Detailed instructions

  1. Select your target season from the dropdown — choose Autumn, Winter, Spring, or Summer.
  2. Set the number of colors using the count input; start with 6 for most design projects.
  3. Click Generate to produce a palette of harmonious seasonal colors displayed as a color grid.
  4. Click any individual color swatch to copy its hex code directly to your clipboard.
  5. Regenerate as many times as needed to find the exact tonal balance your project requires.

Use Cases

  • Building an autumn email header in Figma with harvest-toned background swatches
  • Generating a 4-color winter packaging scheme for a limited-edition product run
  • Creating a spring wedding stationery mood board with coordinated pastel combinations
  • Refreshing a brand's Instagram grid for a summer seasonal campaign using warm, saturated tones
  • Setting the environment color palette for a seasonal scene in a 2D game or illustration

Tips

  • For autumn palettes, request 8 colors and use the warmest 3 as your dominant tones — discard any that feel too saturated or neon.
  • Winter palettes with 5 to 6 colors work best for holiday branding; add a gold or silver accent manually to simulate metallic finishes in print mockups.
  • Spring palettes of 4 colors keep wedding or event stationery elegant — too many pastels at once flatten contrast and reduce readability.
  • When using a summer palette for social media, identify the one highest-saturation color and reserve it exclusively for call-to-action elements.
  • Generate the same season twice and compare both results — blending one or two swatches from each output often produces a more distinctive palette than using one set alone.
  • Cross-season combinations (e.g., a spring palette with one deep winter navy as an anchor) create sophisticated, less expected color stories for fashion or interior projects.

FAQ

what colors are in a good autumn color palette for design

Autumn palettes center on burnt orange, deep red, golden yellow, warm brown, and olive green — all pulled from foliage and harvest imagery. Pair them with cream or off-white as a neutral base rather than bright white, which reads too cold for the season. Adding a deep plum or rust gives the palette extra depth for darker design contexts.

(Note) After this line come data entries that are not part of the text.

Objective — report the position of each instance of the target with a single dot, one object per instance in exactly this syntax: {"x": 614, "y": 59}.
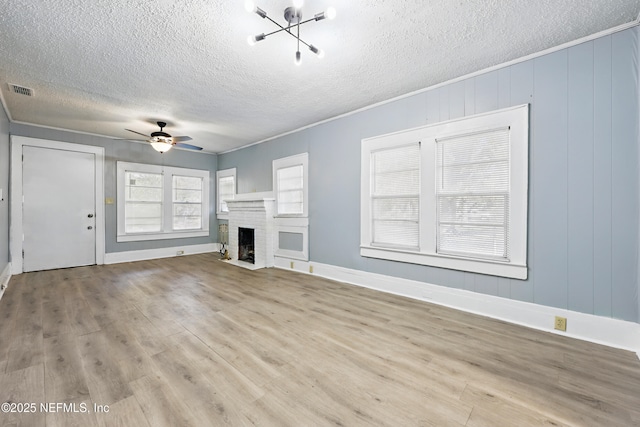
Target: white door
{"x": 58, "y": 208}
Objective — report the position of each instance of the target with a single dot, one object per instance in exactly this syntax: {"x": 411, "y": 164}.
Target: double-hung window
{"x": 451, "y": 195}
{"x": 161, "y": 202}
{"x": 226, "y": 190}
{"x": 395, "y": 196}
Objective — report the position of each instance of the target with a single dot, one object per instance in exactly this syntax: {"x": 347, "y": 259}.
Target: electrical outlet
{"x": 561, "y": 323}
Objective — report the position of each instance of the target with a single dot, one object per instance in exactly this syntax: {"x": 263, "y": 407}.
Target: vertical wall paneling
{"x": 433, "y": 106}
{"x": 624, "y": 93}
{"x": 486, "y": 92}
{"x": 504, "y": 88}
{"x": 4, "y": 184}
{"x": 456, "y": 100}
{"x": 549, "y": 175}
{"x": 469, "y": 97}
{"x": 416, "y": 110}
{"x": 334, "y": 192}
{"x": 584, "y": 192}
{"x": 444, "y": 103}
{"x": 580, "y": 178}
{"x": 521, "y": 92}
{"x": 602, "y": 215}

how many colors should a seasonal palette have for a real project

For most projects, 5 to 7 colors hits the practical sweet spot — enough for a primary, secondary, accent, and neutral without redundancy. Use 3 to 4 for packaging or logo work where simplicity matters, and 8 to 10 for a full UI design system or editorial spread that needs backgrounds, text, buttons, and highlights covered.

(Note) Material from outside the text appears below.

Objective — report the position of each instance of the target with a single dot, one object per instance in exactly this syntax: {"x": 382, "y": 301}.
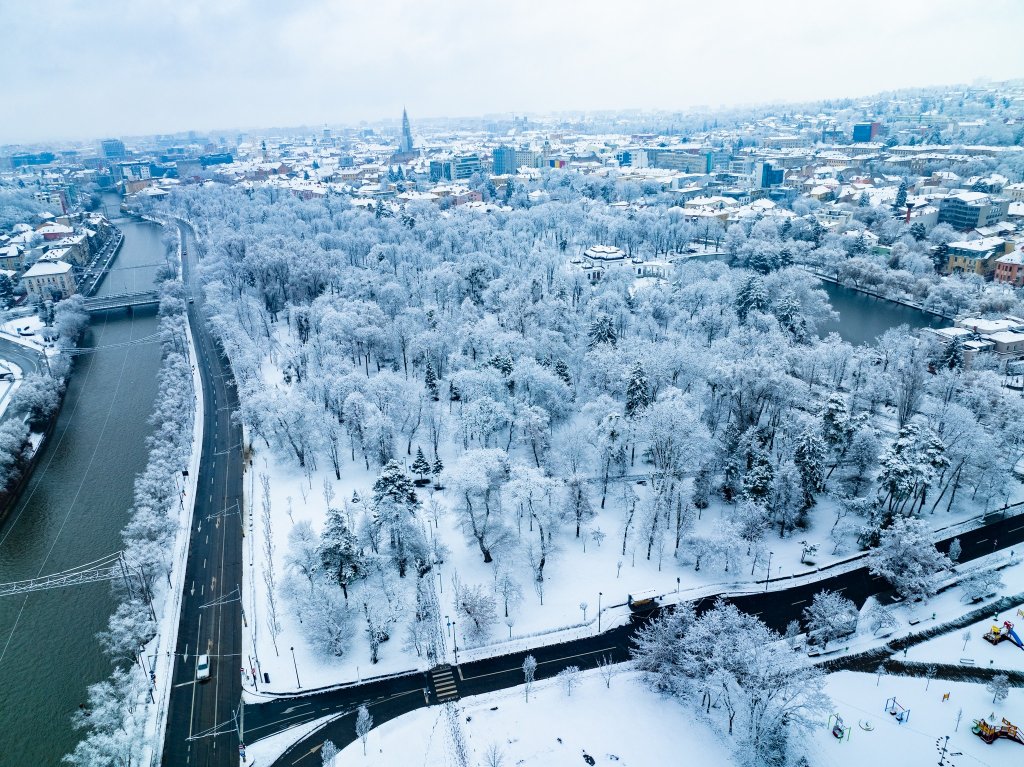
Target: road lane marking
{"x": 192, "y": 714}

can I use seasonal palettes for a brand that runs year-round

Yes — most brands keep a fixed core identity palette and layer in seasonal accent colors for limited-time campaigns or product lines. The seasonal colors appear in social graphics, email headers, and promotional packaging while the logo and permanent touchpoints stay in the core palette. This signals seasonal relevance without diluting the overall brand.